One intervention group participated in a 2 day workshop using the Emergency Death Education and Crisis Trainingsm (EDECTsm) curriculum. A second intervention group participated in a 2 hour didactic Continuing Medical Education (CME) session on making death notifications. A third group served as a control group and participated in a 2 hour CME session not related to death. Prior to this research, no formal evaluations existed on the impact of these two programs.
Ajzen's (1985) Theory of Planned Behavior was used to predict participant's death-related behavioral intentions, attitudes, subjective norms, and perceived behavioral control towards a behavior. Evaluation included comparisons on multiple measures, which stemmed from the goals of the programs. Study results indicated that the majority of EMTs intend to change their behaviors at the scene of a death after receiving either training program. Changes were greatest for the group exposed to the EDECTsm curriculum.
In addition to testing the hypothesis, several questions explored EMTs' attitudes toward their role on-scene and their previous death-related training.
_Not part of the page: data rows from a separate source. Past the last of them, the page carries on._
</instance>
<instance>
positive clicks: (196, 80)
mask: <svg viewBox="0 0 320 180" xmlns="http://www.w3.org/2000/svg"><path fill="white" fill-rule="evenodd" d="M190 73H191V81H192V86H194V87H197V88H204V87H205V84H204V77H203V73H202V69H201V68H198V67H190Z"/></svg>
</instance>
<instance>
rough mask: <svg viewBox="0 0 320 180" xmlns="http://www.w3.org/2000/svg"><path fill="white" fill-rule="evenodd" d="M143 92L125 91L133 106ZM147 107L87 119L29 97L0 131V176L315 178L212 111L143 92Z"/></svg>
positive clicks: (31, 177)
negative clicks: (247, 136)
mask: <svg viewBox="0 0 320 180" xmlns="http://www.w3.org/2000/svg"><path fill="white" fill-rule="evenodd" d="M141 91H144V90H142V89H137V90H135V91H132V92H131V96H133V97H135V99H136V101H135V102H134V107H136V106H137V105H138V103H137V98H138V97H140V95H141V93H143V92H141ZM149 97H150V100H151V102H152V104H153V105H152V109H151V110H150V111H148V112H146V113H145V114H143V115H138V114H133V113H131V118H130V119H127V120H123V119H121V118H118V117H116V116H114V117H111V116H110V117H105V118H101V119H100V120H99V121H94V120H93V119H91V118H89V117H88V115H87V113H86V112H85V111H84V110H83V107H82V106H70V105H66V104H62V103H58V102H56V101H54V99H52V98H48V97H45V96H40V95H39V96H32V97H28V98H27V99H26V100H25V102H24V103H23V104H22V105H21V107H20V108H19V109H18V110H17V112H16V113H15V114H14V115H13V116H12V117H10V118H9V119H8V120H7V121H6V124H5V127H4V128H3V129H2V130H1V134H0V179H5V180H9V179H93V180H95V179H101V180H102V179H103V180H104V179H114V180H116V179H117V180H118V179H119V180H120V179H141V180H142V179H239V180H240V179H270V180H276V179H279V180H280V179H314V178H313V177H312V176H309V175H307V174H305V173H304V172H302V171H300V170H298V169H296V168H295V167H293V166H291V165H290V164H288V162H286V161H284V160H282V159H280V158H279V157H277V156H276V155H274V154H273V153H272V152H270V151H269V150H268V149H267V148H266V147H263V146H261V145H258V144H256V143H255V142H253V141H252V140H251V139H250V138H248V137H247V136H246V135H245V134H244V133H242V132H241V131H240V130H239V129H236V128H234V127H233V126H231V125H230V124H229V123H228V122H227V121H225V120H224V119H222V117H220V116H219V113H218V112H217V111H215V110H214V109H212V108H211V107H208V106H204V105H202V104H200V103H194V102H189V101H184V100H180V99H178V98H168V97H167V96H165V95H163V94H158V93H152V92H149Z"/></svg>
Analysis of these questions show that most EMTs feel that death notifications and helping bereft families are part of their roles as an EMT.
The need for death-related programs to help emergency responders manage bereaved families and the lack of methodologically rigorous evaluation studies of such programs were the principal factors that led to this study. Although there were limitations suggesting caution when interpreting the results, the evaluation showed these programs to be effective in changing the behavioral intent of EMTs. The effectiveness of these programs on EMTs and other emergency providers warrants further study.